Now, it’s clear to you. The sound of this entry is negative. So, you know, I was disappointed. He fell short. I expected too much (maybe). But that’s how I felt.
He did not do his assignment. He asked me if I could ask our friend Grace to book for us for a night’s stay @ The Palace Hotel in Dubai. The request was made a day before his target date of stay (Aug 6, because Aug 8 is a working day for us). Surely, the hotel is fully booked. You can not just say, I want to stay in your hotel tomorrow and you get it. It doesn’t work that way especially because the Hotel is quite fancy and the next day is a rest day (expected high number of visitors checking in). Obviously, there was no room for us.
August 8 came. He woke up late. We rushed to the office. We left the office late for lunch because we had so much work to do. I was so pissed off because I felt I need to feel a little more special that day but he didn’t made me feel so. So, in the afternoon, I went ahead to the office. Yes, we work for the same company now. I wondered what took him so long to get to the office. But I stopped caring.
Then he got into the office and handed me a flower.
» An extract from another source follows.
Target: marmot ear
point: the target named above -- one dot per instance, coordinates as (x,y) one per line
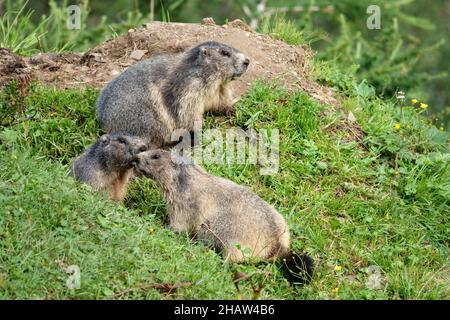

And that explained why he’s late. But I didn’t find it sweet anymore. It’s so ungraceful. It lacked art and sweetness. Not even a note was attached.

Then, we went out of the office and we rode a taxi to a Japanese restaurant. He had dinner there. I wasn’t in the mood to eat. I was so pissed off.
Don’t get me wrong. I am not dying to check in a fancy hotel. So, whether we went or not, wasn’t a deal at all. The flower and the dinner could have been fine. But had he given it a thought, even just for 10 minutes, he could have gone out at night to buy a single flower so I would see it when I wake up. But he didn’t. It was like, he’s on his way to the office and suddenly, he thought of buying a flower. Then he brought me to a restaurant I made mention the night before. It only showed, he didn’t plan for it at least before the day I mentioned about the restaurant.
I mean, it’s not sweet. It’s just not.
And it’s our first year anniversary. I felt bad because this was not how I thought we would be spending our anniversary.
Does anyone understand me? Am I being complicated?